Conservatoire et impro libre

Originaire de Lille, Clément Nourry a débarqué à Bruxelles pour étudier le jazz au conservatoire. Chez les Flamands, sourit-il, les seuls qui ont voulu de lui. « La première musique instrumentale qui me parle, c’est la musique classique que j’écoute quand mon frère, violoniste, répète Chostakovitch en quatuor à côté de ma chambre. Il n’y a rien à faire: ça a de la gueule. Ça bastonne. Ça envoie du lourd. Quand tu as dix ans, ça le fait. Du coup, toute la culture romantique du début de siècle a été importante. La Nuit transfigurée de Schönberg. Énorme truc. Puis aussi Sibelius, Tchaïkovski… À l’époque, j’ai entre dix et quinze ans. J’écoute aussi beaucoup Queen, Prince et AC/DC. »

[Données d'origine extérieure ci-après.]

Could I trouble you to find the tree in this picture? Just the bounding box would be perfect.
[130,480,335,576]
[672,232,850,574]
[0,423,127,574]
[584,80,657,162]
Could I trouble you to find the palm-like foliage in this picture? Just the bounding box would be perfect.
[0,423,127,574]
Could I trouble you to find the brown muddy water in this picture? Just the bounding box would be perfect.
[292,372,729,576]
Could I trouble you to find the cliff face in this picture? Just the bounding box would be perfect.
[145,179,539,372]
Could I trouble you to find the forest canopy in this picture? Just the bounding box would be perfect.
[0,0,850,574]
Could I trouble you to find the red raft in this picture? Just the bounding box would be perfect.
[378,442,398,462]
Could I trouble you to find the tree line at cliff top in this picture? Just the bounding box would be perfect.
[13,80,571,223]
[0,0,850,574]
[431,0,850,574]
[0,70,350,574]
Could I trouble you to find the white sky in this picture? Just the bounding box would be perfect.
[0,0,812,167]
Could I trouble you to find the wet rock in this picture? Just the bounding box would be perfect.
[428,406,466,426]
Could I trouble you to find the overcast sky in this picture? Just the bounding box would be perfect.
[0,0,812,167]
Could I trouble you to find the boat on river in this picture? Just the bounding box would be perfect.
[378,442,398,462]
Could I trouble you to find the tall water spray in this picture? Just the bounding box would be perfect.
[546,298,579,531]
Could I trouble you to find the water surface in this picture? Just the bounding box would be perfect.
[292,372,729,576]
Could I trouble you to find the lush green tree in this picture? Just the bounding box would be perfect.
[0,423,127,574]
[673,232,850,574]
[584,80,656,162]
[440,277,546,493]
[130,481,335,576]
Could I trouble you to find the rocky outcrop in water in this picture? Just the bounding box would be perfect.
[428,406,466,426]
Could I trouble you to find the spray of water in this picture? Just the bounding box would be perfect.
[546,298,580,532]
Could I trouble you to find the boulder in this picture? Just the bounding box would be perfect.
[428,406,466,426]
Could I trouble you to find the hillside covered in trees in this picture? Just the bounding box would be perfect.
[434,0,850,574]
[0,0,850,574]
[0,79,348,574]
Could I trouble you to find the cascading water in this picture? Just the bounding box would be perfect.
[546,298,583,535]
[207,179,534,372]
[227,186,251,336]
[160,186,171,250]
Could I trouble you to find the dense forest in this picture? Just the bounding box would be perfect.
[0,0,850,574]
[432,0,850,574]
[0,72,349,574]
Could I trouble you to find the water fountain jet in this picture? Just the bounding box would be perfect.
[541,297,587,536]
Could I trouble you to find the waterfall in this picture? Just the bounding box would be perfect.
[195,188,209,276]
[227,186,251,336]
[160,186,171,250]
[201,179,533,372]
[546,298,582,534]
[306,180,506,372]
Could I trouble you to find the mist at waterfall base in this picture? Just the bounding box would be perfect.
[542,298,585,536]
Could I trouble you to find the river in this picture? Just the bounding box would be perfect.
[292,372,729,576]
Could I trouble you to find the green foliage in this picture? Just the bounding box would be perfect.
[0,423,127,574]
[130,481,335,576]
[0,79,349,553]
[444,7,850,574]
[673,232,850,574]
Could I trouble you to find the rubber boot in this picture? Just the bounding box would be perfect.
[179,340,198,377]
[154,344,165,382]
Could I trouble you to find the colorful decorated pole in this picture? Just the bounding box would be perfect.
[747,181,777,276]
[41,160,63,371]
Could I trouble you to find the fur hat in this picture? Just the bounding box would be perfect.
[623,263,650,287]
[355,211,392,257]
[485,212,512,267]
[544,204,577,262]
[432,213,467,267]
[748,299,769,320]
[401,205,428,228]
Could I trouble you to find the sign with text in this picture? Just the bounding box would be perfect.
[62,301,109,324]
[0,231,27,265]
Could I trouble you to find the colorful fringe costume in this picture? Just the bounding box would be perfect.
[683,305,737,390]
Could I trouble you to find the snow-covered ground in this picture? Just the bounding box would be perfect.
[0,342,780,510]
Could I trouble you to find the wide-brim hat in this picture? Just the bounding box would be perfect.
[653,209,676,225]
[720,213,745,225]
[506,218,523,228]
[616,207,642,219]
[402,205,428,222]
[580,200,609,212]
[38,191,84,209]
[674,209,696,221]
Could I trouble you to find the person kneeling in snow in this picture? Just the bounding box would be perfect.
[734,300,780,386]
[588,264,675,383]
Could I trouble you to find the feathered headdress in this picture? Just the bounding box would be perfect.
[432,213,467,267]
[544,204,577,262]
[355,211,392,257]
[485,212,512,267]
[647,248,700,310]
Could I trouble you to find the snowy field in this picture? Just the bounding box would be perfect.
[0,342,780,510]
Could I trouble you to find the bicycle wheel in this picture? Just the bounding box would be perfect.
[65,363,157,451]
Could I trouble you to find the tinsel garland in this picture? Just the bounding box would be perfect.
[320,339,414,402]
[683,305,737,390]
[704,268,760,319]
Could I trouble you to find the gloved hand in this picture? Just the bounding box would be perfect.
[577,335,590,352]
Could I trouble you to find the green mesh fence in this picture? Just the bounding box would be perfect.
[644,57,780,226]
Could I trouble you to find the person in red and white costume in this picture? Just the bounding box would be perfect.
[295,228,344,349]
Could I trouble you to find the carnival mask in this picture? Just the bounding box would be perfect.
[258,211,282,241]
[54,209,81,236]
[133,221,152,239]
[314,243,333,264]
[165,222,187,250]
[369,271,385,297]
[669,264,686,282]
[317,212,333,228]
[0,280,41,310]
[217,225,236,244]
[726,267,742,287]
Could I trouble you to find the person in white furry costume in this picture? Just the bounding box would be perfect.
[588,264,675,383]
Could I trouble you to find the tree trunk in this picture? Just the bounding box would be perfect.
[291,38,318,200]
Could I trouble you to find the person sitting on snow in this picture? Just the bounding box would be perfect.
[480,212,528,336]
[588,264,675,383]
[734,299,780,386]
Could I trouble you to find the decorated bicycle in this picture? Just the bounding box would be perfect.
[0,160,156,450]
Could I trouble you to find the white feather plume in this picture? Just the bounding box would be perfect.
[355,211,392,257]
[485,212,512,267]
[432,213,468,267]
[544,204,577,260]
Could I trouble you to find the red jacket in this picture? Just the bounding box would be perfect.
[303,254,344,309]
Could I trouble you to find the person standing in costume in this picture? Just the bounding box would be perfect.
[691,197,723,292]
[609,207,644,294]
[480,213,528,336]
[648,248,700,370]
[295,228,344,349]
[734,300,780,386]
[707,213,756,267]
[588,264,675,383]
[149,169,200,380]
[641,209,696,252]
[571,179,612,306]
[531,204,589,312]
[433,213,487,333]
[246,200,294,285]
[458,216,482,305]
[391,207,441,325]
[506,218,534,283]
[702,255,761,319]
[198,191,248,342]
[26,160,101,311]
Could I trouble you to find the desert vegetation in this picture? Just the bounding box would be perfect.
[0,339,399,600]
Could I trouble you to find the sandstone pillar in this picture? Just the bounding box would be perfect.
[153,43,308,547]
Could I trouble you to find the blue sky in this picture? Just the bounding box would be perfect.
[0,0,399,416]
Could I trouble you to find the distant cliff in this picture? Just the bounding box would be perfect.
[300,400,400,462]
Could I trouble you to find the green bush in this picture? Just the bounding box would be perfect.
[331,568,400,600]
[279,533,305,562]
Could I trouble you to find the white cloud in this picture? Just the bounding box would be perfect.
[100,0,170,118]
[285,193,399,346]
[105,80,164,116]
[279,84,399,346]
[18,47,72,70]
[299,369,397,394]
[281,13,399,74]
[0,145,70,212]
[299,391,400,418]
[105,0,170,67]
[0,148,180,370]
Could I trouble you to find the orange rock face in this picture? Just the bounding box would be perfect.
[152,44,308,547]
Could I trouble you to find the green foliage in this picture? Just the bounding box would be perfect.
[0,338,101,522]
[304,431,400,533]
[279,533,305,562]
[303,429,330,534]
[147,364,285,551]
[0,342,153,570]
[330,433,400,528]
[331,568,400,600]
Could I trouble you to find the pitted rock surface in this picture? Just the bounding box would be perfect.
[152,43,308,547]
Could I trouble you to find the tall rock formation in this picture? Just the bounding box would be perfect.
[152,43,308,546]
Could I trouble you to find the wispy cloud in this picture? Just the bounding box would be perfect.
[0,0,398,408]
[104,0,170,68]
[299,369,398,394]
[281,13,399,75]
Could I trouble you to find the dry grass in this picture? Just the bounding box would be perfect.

Adolescent, le Nordiste baigne dans le blues et le rock: John Lee Hooker et Albert Collins. PJ Harvey, Morphine, les années 90… Le jazz entre dans sa vie lorsqu’il entame des études en mathématiques. « Contrairement à ce qu’on peut imaginer, la fac en math, c’est pas que des mecs hyper sérieux avec des lunettes. C’est aussi des gens qui passent leur temps à prendre de la cocaïne, à boire du rhum et à jouer aux échecs. Un grand ami qui est devenu journaliste scientifique jouait du saxophone. Je lui faisais écouter Radiohead. Pour lui, c’était la même chose que les Smashing Pumpkins. Et lui, il me faisait découvrir le jazz. Steve Coleman, toute cette scène-là. C’est à ce moment-là que je vrille, que j’arrête mes études. Je passe au Art Ensemble of Chicago, aux années 50, 60, à Miles Davis. »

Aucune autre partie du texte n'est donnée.